Jack Tramiel, the man behind the Commodore 64 computer, died Sunday, according to reports. Tramiel, who was 83, came to America after World War II. He was a survivor of the Auschwitz concentration camp in his native Poland.
Update: This post has been updated to reflect Tramiel's liberation from the Ahlem work camp, after his time in Auschwitz.
Eventually, Tramiel was freed from the Ahlem labor camp in Hanover, Germany, by American troops. In a 2007 interview, Tramiel explained what effect that experience had on him.
"When I came to the United States, I definitely felt I owed something to this country," he said.
So, Tramiel joined the U.S. Army a year after arriving in New York in 1947. And after his service, he turned to working with typewriters, then calculators — and finally, personal computers.
From Computer World:
"Tramiel's Commodore International in 1982 released the Commodore 64, a home computer that became one of the most popular models of all time, selling close to 17 million units between 1982 and 1994."
In 1984, Tramiel was forced out at Commodore. Soon after, he purchased Atari Corp., which he ran for more than 10 years.

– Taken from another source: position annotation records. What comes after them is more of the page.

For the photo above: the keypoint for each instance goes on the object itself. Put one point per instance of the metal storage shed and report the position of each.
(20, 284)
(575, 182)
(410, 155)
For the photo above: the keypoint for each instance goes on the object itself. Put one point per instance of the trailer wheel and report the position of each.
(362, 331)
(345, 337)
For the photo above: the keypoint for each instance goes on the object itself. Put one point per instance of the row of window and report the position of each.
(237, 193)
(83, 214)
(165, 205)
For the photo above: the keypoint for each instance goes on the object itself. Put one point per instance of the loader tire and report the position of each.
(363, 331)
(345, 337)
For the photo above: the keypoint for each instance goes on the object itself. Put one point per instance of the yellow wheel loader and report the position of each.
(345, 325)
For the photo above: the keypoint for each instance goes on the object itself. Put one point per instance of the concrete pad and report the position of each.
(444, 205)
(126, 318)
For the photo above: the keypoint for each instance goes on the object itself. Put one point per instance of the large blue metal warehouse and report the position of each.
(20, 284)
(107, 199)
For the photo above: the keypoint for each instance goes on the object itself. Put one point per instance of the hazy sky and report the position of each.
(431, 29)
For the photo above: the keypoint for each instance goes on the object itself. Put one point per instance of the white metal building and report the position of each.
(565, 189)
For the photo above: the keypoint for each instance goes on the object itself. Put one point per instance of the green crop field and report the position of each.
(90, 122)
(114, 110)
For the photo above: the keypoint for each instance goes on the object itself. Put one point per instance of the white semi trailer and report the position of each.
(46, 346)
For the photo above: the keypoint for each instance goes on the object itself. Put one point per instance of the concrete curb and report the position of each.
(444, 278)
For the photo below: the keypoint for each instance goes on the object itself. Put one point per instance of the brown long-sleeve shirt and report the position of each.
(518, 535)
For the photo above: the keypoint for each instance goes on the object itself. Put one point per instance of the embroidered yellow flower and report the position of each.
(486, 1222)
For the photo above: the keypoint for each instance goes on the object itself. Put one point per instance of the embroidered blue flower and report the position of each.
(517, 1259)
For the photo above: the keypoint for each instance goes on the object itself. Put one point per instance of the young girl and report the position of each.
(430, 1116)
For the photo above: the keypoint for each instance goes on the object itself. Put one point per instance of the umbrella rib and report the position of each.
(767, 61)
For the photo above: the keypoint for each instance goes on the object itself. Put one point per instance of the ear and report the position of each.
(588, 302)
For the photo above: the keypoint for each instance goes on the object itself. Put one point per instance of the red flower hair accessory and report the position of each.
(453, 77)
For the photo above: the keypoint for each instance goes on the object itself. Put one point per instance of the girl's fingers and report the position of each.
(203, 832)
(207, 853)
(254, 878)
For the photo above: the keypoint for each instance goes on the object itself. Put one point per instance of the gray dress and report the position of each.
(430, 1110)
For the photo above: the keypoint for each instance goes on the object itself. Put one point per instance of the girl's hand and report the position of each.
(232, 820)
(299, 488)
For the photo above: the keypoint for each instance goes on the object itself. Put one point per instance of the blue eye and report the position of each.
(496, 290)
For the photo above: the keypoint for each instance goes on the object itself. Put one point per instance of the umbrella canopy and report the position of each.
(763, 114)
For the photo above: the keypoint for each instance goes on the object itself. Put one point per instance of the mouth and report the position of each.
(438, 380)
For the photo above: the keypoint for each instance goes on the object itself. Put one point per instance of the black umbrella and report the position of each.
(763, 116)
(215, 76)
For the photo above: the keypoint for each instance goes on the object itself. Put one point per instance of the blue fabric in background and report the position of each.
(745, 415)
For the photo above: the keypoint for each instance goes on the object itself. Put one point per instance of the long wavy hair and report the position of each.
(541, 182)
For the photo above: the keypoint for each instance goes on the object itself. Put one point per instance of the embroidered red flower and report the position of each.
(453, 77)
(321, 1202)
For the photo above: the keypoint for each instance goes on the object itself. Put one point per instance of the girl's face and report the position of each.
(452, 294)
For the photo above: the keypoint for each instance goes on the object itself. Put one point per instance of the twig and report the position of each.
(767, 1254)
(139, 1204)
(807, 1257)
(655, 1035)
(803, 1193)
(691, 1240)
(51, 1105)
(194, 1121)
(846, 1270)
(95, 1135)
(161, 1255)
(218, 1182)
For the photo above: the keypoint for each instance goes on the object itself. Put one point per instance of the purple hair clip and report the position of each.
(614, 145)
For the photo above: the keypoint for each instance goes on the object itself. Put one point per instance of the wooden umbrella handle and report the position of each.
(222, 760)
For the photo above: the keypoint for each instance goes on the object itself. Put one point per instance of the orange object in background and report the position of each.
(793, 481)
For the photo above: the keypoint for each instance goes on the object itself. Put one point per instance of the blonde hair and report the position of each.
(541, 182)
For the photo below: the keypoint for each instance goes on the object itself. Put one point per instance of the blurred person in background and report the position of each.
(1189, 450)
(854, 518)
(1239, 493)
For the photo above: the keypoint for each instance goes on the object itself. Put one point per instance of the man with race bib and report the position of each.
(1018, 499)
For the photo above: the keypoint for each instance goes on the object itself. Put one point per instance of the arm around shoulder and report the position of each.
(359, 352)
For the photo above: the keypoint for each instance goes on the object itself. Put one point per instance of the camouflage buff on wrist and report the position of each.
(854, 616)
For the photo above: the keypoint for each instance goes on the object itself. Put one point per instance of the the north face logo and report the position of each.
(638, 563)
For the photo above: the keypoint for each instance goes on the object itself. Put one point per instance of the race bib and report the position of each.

The news of his death brought an outpouring of tweets and comments on technology sites, among them, Atari Age, where one user, bennybingo, posted this comment:
"Truly saddened by this news...he was just one of the many technology pioneers who shaped a large part of my childhood. He certainly left a very positive mark in the history books. Rest in peace."
As NPR's Susan Stamberg reported in 2007, Tramiel was a founder of the Holocaust Museum in Washington, D.C. He made certain that the name of the U.S. serviceman who helped to liberate him, Vernon W. Tott, was etched into the memorial wall.